Whenever I start work with a new client, I always enquire as to any medical complaints they mave have that will affect their ability to train. The most common answer to this question is, “I have a bad back”.

Most of us know that we should lift with our legs, and not with our backs; we’ve all had the workstation assessments from the over zealous HR department and then promptly disregard any advice we are given – and yet we all seem convinced that a bad back is just something we are destined to put up with for the rest of our lives.

When working with clients I will spend a lot of time on technique, making sure that before trying to lift heavy weights or kettlebells that the client is making sure that the right muscles are taking the strain, the back is in the right position, and that they are concentrating on what they are doing.

In the 4 years I’ve been training others, no-one has ever injured their back in a class or session, even when being pushed to heavier and heavier weights under supervision. In that time, though, many clients have developed bad backs after performing some so called innocent action in normal daily life.
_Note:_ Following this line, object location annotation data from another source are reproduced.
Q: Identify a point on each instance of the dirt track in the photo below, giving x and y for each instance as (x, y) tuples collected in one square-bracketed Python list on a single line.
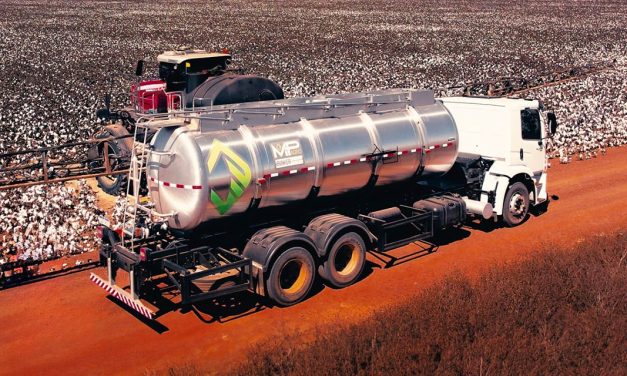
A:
[(68, 325)]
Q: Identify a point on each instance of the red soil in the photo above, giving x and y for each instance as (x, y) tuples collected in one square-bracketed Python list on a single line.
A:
[(68, 325)]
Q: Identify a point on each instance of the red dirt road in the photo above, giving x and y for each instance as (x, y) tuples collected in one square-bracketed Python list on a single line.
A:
[(67, 325)]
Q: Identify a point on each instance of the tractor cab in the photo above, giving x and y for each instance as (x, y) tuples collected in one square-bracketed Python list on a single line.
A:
[(185, 70)]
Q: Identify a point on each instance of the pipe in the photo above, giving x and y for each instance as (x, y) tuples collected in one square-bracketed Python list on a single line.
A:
[(483, 209)]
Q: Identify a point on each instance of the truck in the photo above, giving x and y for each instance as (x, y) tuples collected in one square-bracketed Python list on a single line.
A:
[(270, 195)]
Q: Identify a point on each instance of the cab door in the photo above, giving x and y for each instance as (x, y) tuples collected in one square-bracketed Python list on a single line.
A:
[(532, 148)]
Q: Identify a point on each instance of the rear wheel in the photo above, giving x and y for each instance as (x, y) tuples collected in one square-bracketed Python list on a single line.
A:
[(291, 276), (516, 204), (345, 261)]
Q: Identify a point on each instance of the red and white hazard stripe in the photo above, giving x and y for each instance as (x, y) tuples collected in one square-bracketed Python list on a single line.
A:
[(122, 297), (174, 185), (329, 165)]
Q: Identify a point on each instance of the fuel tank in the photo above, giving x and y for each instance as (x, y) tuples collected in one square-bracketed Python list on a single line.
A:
[(233, 159)]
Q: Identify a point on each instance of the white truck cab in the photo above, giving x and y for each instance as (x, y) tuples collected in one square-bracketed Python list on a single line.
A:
[(512, 133)]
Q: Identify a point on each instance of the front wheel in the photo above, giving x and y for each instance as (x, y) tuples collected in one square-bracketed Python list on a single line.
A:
[(516, 205), (291, 277)]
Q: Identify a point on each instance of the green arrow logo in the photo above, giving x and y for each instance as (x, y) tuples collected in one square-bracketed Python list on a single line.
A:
[(240, 175)]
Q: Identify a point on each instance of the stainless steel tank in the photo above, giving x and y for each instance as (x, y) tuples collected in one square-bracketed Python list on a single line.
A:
[(230, 159)]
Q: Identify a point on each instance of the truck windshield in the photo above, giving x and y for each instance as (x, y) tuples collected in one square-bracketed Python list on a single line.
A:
[(530, 124)]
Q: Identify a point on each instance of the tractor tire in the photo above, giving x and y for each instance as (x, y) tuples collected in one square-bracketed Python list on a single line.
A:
[(515, 205), (345, 261), (291, 277)]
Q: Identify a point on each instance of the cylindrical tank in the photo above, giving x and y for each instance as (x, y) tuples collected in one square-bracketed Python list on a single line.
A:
[(203, 173)]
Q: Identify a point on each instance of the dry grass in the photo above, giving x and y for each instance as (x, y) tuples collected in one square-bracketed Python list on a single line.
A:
[(561, 312)]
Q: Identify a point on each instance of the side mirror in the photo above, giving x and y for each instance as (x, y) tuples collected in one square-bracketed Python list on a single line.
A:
[(139, 70), (552, 122)]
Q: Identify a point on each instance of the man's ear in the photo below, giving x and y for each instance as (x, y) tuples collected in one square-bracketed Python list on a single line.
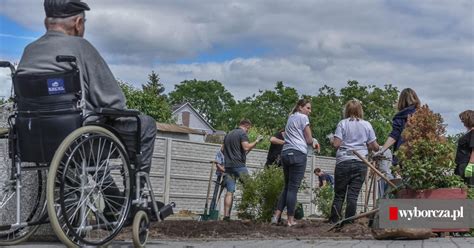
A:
[(78, 25)]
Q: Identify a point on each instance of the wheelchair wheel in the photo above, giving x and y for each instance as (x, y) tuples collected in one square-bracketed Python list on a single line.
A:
[(88, 188), (32, 191), (140, 229)]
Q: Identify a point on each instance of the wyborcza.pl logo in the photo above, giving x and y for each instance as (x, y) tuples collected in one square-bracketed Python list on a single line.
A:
[(424, 213)]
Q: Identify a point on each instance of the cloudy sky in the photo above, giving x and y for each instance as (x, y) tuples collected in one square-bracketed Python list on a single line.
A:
[(249, 45)]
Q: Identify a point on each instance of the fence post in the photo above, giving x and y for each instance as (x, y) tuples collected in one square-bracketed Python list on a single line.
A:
[(166, 193)]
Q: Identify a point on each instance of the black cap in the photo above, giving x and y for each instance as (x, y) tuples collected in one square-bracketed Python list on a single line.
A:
[(64, 8)]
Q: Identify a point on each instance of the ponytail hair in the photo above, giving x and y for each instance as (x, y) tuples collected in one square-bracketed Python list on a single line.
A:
[(300, 103)]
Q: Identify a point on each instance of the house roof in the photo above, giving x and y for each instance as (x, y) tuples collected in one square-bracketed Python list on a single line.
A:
[(177, 107), (173, 128)]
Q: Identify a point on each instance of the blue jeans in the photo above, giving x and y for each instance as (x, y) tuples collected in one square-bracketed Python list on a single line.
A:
[(349, 176), (294, 165), (232, 174)]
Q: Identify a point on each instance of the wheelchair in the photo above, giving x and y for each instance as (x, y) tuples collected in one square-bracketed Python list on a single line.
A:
[(75, 170)]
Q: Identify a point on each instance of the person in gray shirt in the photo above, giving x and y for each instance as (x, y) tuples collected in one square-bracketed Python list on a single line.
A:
[(65, 24), (352, 134)]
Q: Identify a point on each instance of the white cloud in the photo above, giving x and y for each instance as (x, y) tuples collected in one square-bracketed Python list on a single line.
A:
[(426, 45)]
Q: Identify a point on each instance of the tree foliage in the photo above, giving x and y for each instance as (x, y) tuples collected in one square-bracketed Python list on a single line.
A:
[(426, 155), (210, 98), (149, 99), (270, 109)]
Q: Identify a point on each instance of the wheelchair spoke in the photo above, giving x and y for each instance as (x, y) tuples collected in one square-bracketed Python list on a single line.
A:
[(94, 198)]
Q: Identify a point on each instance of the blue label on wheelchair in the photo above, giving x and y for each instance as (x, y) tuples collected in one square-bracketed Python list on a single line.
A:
[(56, 86)]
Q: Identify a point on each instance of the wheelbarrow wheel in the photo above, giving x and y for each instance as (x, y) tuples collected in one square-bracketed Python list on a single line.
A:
[(140, 229)]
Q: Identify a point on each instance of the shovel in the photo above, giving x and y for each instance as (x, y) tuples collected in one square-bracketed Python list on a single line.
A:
[(205, 215)]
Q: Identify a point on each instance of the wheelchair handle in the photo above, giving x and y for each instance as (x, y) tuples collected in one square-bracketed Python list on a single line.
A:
[(7, 64), (65, 58)]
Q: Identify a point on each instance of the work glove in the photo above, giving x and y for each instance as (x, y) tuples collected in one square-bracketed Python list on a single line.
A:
[(469, 171), (378, 154), (316, 145), (330, 137)]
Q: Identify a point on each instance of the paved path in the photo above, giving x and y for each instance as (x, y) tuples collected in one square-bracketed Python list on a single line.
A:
[(349, 243)]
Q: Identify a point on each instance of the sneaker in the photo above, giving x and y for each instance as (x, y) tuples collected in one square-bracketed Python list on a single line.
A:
[(275, 220)]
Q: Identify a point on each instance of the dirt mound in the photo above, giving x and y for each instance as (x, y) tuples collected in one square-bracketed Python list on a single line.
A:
[(241, 229)]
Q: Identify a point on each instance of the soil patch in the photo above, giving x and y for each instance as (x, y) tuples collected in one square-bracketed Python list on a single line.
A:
[(244, 229)]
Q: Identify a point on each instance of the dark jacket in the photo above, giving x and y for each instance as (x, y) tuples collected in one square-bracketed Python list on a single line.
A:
[(398, 125)]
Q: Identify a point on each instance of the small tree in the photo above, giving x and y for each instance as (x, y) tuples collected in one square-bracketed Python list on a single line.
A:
[(260, 194), (149, 100), (323, 198), (427, 155)]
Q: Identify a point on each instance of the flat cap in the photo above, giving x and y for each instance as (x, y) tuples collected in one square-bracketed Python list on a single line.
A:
[(64, 8)]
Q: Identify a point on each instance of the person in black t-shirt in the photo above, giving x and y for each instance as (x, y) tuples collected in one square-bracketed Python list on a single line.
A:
[(464, 152), (235, 149), (274, 153)]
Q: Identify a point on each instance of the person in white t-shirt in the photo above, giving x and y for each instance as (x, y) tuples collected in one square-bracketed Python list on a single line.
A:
[(293, 156), (352, 133)]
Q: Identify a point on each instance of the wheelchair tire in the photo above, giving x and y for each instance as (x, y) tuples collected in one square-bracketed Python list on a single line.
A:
[(89, 164), (140, 229)]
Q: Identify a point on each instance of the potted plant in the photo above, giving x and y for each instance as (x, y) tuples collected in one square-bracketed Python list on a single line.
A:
[(427, 159)]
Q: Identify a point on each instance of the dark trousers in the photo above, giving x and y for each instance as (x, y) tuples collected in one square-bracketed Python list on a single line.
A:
[(127, 126), (349, 177), (294, 165)]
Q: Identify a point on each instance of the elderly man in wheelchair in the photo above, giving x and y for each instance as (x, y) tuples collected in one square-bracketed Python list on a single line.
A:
[(70, 120)]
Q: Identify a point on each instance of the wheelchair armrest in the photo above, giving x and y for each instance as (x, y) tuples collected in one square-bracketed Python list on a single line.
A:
[(117, 112)]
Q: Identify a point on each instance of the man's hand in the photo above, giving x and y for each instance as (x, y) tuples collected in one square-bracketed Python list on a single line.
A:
[(220, 168), (330, 137), (469, 171)]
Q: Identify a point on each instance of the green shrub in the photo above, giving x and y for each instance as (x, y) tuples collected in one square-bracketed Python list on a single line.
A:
[(427, 156), (260, 193), (323, 198)]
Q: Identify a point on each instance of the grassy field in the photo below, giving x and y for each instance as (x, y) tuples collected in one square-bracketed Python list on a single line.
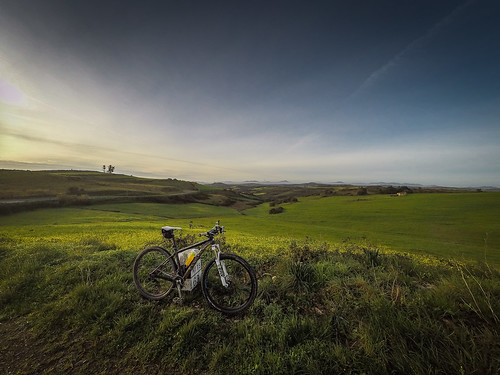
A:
[(26, 184), (363, 294)]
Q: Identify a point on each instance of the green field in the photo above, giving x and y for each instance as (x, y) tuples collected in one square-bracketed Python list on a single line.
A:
[(347, 284), (463, 226)]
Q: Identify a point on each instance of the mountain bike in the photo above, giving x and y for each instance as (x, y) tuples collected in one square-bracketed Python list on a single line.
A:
[(228, 282)]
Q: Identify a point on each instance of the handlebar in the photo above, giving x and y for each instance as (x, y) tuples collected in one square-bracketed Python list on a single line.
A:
[(217, 229)]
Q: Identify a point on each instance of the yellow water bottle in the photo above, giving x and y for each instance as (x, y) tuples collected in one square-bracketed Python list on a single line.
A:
[(190, 258)]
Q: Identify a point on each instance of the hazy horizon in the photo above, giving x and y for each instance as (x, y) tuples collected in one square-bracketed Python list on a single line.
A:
[(320, 91)]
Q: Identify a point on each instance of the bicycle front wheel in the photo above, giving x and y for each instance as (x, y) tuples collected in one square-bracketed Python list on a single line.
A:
[(240, 281), (152, 267)]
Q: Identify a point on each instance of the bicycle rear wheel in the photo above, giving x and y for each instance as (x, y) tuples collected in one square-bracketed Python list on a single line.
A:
[(241, 281), (150, 268)]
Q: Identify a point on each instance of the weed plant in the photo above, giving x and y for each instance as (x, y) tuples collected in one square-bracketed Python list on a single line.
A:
[(320, 310)]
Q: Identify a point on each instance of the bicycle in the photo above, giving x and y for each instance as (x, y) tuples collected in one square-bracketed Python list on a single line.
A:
[(228, 282)]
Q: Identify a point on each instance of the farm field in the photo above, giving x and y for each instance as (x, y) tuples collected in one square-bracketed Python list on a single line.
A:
[(463, 227), (371, 284)]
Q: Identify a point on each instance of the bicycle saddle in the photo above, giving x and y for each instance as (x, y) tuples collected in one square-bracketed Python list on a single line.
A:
[(168, 232)]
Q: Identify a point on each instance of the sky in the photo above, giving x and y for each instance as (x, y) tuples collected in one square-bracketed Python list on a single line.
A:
[(325, 91)]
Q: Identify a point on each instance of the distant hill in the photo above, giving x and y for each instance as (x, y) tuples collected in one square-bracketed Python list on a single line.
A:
[(31, 184)]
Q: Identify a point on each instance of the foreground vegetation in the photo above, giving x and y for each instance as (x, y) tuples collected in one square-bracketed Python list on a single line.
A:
[(72, 307)]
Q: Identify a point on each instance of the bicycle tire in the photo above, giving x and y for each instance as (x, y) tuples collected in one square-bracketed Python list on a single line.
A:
[(146, 267), (241, 292)]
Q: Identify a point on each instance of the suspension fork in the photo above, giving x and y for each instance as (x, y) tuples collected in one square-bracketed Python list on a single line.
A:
[(221, 267)]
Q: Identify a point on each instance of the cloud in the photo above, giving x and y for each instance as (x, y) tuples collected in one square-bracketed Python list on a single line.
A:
[(378, 74)]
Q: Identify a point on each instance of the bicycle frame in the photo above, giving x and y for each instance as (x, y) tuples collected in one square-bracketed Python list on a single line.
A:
[(203, 246)]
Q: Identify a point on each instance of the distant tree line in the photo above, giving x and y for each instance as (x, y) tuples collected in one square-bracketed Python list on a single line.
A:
[(111, 168)]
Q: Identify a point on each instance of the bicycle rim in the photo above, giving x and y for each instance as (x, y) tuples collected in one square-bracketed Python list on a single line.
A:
[(242, 288)]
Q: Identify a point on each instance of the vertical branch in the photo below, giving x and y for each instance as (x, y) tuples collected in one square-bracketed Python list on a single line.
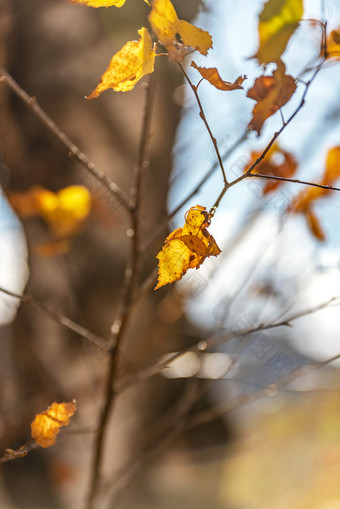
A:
[(204, 118), (121, 321), (74, 151)]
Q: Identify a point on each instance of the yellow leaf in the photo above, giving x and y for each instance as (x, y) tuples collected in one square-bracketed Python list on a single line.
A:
[(332, 165), (271, 93), (46, 426), (333, 44), (277, 162), (100, 3), (277, 23), (314, 225), (186, 248), (168, 27), (66, 210), (212, 75), (135, 60)]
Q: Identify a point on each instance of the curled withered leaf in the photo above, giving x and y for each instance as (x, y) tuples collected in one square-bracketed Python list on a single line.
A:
[(186, 248), (46, 426), (305, 200), (133, 61), (277, 23), (278, 162), (333, 44), (270, 93), (212, 75), (176, 35)]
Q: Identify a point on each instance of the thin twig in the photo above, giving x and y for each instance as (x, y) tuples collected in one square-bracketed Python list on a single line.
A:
[(203, 345), (187, 422), (61, 320), (204, 118), (271, 142), (74, 151), (295, 181), (193, 192), (119, 326), (205, 416), (11, 454)]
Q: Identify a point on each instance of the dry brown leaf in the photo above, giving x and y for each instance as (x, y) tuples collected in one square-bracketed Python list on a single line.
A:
[(186, 248), (212, 75), (304, 201), (278, 162), (46, 426), (333, 44), (270, 93)]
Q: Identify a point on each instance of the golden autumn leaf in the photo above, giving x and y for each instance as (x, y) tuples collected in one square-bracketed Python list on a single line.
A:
[(64, 211), (332, 171), (314, 225), (133, 61), (278, 162), (212, 75), (186, 248), (333, 44), (100, 3), (168, 27), (270, 93), (304, 201), (277, 23), (46, 426)]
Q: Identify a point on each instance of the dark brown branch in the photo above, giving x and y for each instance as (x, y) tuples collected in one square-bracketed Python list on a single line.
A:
[(11, 454), (216, 340), (295, 181), (271, 142), (204, 118), (192, 193), (74, 151), (61, 320), (119, 326)]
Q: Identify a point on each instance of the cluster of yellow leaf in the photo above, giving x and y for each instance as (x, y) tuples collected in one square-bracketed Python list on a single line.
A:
[(277, 23), (100, 3), (283, 166), (46, 426), (304, 201), (186, 248), (333, 44), (168, 27), (270, 93), (212, 75), (136, 58), (64, 211)]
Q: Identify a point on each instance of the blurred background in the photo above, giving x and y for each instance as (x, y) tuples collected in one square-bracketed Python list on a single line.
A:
[(212, 430)]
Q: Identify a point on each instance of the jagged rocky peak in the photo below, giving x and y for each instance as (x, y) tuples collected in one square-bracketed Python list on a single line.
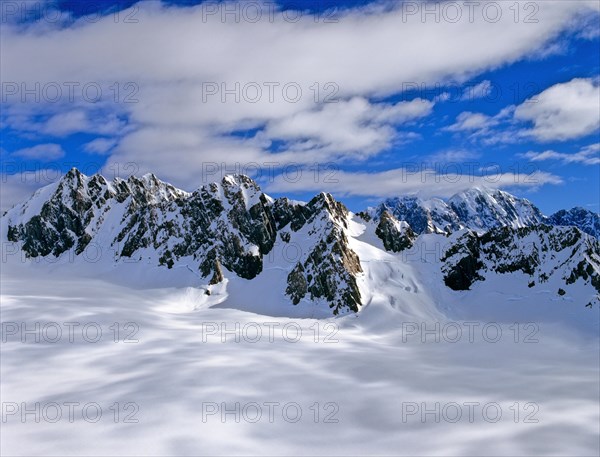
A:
[(396, 235), (587, 221), (541, 252), (478, 209), (482, 209)]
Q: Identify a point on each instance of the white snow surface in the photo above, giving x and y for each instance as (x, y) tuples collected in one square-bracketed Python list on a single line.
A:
[(373, 364)]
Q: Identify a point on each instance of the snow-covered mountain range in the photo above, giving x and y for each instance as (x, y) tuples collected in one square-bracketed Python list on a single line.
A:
[(315, 256)]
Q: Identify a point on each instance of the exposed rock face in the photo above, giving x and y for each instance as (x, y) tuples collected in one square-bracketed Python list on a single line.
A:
[(231, 224), (463, 262), (329, 267), (585, 220), (475, 209), (227, 228), (396, 235), (540, 252)]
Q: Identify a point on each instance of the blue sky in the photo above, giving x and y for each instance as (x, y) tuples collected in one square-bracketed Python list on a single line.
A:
[(392, 102)]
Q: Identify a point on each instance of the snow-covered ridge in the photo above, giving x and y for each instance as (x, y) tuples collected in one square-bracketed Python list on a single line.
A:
[(480, 209), (317, 256)]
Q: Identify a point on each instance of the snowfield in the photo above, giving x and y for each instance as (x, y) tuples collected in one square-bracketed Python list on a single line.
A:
[(385, 381)]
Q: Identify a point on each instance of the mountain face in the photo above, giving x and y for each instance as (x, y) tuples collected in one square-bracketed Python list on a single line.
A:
[(585, 220), (480, 210), (231, 225), (540, 252), (229, 230)]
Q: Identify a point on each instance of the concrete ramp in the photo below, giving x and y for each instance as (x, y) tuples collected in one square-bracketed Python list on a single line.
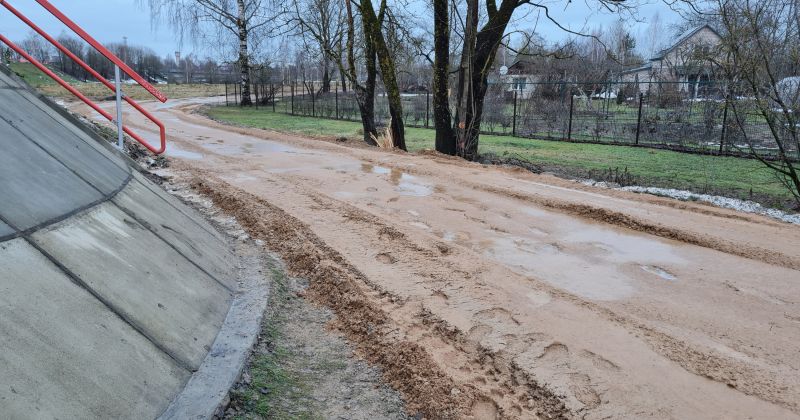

I’ve seen so many people very carefully lower 20kg kettlebells to the floor, knees bent, hips backwards, back straight and then the following day pick a child up in the playground with straight legs, bent back and rounded shoulders. The average 5-6yr old weighs about 20kg, and we will throw them about without thinking but you put a 20kg kettlebell in front of someone they will immediately back off.

Think carefully, how many people with bad backs or pulled muscles claim it was done whilst at the gym lifting weights? Now how many people have done it playing with the kids, lifting shopping in/out of the car, lifting furniture, gardening, loading the washing machine, getting out of bed etc? If you have a bad back, how do you load your washing machine? Do you bend over and stuff it in? Or do you squat or kneel down and put it in with a straight back? o you lift the washing basket off the floor with straight legs? Do you squat down and lift with a straight back? How do you tie your shoe laces, bent over, or on one knee? Do you see a pattern?

What about those who work in an office or similar environment? Is your monitor at eye level, or do you bend over and look down? Do you hunch over the desk, shortening your stomach muscles and weakening your back ones?

What about those who stand all day? Are you a hairdresser? Are your clients chairs high enough, are you bending constantly to cut their hair? Can you stand upright, and keep your shoulders back? Keen gardener? When weeding, do you kneel on a mat, or just bend down and pull, how do you empty the grasss out of the lawnmower? Bend, or squat down?

Ok, I’ve banged on enough, but the point is simple. Do you have a bad back, or are you giving yourself a bad back? If you do experience back problems, are you doing everything you can to protect it? By lifting and standing properly, not only will you strengthen and protect your back, but also your abdominal muscles and flatten your stomach.

This weeks challenge, is less about notching up numbers, and more about consciously thinking about how you treat your back.

  • If standing, roll your shoulders up, back and down to open up your chest.
  • Try to draw your abdominal muscles in by slightly tensing them.
  • Keep you back upright, if sitting, try to avoid resting on the back of the chair.
  • Try to arrange your working environment so that you can work without constantly staring down.
  • When doing any activity that reqires lifting or putting down on the floor, bend your knees and squat, or kneel down, avoid bending from the waist.
  • Keep any weight as close to your body as possible, and lift with a straight back by extending the knees and hips.

It will be tiring, and it will feel unnatural to many, but persevere because correcting your posture now could prevent many years of pain and discomfort in the future.